Cory Trapp, an instructor at Gunsite Academy who teaches the school’s Extreme Long Range shooting course, told Guns.com that though interest has remained steady he’s unsure that ELR will gain mainstream success largely due to cost. Trapp said to venture into ELR requires gun owners to throw down some serious coin.

“The class is quite equipment intensive, the gear required costs many times what it costs to come to the class, so I doubt it will ever become ‘mainstream’,” Trapp told Guns.com in an email. “it’s really very expensive for most people.”

Though the cost is a factor, accessibility in terms of gear and guns is becoming less so as more companies wade into the ELR pool to offer shooters more options to tackle difficult shots at range. Ammunition, optics and rifles themselves are being re-tooled and engineered to allow shooters to continually push the envelope of what is possible.

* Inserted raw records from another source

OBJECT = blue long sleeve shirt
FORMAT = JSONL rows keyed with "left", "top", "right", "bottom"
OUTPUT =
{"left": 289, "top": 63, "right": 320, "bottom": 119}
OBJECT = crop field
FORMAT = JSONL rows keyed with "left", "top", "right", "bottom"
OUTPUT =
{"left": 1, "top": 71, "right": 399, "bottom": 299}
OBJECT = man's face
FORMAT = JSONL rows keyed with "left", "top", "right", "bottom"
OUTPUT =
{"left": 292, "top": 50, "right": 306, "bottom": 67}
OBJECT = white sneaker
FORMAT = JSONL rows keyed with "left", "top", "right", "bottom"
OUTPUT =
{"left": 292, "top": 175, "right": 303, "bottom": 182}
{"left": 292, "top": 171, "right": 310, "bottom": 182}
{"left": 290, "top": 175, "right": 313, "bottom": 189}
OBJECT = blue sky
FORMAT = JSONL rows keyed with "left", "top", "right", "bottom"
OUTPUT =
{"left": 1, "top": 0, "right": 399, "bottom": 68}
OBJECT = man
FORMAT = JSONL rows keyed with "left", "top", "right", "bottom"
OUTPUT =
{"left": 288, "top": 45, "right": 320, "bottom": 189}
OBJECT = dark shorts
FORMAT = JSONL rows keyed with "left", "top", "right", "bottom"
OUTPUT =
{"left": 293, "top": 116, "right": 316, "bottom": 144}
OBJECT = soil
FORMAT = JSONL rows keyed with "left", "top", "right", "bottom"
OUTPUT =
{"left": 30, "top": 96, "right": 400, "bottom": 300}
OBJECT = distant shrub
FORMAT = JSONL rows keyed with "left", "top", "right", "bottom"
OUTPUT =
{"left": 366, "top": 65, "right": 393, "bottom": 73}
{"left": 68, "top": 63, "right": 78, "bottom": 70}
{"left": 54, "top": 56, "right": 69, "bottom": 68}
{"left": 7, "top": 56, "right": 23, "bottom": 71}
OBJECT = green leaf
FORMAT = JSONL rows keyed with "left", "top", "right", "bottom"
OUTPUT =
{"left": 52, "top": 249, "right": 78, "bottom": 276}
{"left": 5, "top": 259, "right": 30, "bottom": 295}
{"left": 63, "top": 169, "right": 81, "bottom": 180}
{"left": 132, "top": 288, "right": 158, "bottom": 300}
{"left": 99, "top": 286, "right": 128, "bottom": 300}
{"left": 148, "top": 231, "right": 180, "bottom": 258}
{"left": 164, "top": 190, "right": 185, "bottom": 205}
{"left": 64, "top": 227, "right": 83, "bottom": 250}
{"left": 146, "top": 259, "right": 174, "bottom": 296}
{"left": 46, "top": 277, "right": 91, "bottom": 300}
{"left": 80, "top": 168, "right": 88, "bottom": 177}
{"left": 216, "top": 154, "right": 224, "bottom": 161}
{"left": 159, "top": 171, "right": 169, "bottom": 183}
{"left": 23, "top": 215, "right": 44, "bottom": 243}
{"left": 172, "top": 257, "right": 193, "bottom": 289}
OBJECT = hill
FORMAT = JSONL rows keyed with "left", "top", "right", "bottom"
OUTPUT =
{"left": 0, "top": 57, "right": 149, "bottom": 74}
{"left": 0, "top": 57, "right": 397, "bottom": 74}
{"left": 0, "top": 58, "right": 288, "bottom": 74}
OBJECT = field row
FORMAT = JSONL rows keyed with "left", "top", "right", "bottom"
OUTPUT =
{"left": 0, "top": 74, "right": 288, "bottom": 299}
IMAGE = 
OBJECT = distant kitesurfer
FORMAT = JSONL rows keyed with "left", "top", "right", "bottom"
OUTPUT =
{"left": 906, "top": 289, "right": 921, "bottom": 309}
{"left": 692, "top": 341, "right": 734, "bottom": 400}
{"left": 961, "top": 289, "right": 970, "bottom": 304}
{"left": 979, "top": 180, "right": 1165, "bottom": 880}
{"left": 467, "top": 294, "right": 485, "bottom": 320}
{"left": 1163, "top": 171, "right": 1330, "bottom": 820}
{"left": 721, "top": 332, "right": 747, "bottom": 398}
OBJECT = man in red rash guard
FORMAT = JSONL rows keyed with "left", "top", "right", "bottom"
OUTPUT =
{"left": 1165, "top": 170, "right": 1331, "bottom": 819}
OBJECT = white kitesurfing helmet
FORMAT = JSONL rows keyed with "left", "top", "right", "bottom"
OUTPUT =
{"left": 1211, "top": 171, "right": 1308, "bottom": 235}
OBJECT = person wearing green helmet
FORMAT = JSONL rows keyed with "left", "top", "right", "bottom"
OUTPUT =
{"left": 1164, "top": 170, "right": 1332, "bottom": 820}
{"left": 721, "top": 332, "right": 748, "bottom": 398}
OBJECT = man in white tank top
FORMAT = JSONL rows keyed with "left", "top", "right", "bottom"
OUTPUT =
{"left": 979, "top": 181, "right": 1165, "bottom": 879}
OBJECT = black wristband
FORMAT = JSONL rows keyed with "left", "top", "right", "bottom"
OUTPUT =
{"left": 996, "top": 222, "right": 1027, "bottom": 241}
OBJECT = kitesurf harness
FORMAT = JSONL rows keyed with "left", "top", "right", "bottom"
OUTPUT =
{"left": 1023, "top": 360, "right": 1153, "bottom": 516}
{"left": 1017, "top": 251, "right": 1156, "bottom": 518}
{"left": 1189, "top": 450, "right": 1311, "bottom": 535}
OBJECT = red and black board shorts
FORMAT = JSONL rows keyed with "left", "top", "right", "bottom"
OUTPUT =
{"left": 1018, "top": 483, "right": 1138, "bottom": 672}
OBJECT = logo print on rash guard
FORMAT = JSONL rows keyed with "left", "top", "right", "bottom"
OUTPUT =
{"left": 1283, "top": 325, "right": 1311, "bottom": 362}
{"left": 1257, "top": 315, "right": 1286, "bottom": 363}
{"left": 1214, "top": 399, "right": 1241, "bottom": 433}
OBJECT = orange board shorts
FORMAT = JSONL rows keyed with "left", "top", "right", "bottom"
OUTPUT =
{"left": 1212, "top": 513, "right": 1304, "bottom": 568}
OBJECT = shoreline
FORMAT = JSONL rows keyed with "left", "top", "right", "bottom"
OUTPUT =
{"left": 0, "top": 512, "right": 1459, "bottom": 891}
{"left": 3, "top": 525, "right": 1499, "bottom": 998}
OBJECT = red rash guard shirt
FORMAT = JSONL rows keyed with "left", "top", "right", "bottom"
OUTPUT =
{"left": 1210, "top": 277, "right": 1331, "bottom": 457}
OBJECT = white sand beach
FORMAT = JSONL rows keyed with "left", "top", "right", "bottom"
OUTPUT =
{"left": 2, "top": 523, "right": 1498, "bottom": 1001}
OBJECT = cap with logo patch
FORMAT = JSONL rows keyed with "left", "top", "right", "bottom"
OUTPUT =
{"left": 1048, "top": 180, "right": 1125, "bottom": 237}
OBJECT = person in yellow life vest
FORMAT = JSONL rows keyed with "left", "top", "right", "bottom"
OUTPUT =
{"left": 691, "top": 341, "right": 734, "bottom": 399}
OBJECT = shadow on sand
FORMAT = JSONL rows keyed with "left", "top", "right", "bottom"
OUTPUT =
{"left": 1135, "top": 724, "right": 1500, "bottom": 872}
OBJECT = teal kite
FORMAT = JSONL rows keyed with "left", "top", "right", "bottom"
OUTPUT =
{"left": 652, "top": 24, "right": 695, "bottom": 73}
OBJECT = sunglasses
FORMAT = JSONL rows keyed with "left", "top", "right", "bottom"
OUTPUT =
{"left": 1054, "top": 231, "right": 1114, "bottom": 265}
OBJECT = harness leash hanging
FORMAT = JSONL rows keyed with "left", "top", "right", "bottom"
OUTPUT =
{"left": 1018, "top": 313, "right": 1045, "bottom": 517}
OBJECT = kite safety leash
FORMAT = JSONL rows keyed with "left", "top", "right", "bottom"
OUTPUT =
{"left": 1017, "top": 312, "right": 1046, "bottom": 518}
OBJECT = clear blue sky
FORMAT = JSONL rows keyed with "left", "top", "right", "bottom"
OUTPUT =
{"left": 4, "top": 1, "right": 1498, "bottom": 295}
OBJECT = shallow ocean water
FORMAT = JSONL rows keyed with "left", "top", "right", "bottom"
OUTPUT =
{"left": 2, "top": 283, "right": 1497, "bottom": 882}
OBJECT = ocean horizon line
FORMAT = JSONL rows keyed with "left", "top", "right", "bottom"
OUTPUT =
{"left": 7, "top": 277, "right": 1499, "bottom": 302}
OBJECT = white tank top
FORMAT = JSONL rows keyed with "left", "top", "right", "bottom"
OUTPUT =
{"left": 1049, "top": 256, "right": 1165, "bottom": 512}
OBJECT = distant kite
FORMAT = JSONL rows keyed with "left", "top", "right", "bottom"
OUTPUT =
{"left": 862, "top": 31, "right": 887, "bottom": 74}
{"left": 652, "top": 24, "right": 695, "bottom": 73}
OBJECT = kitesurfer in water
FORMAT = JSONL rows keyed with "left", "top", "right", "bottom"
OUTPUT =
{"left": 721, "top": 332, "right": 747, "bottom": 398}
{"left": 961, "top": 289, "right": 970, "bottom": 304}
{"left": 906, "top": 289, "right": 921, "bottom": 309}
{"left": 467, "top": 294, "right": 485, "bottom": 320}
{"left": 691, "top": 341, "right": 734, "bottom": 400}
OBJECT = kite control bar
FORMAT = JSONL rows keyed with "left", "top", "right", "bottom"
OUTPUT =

Despite the challenges this style of shooting brings, it seems interest in the sport is growing. What started as a few shooters testing their platforms has now grown into classes tailored to teaching the skills required to take complicated shots as well as actual shoots where competitors can test their skills.

“Extreme range shooting as a sport is growing, multiple locations are holding shoots with targets at or past two miles distant. The King of 2 Mile shoot at Raton, New Mexico was full within an hour of announcing registration was open,” Trapp said.

So, why are gun owners flocking to ELR?

“It requires a great deal of dedication, focus, technical knowledge and physical skills to be successful at extreme range shooting,” Trapp said, summing it up. “Some subset of rifle shooters will always be drawn to pushing the limits of what can be done, and this is where that happens.”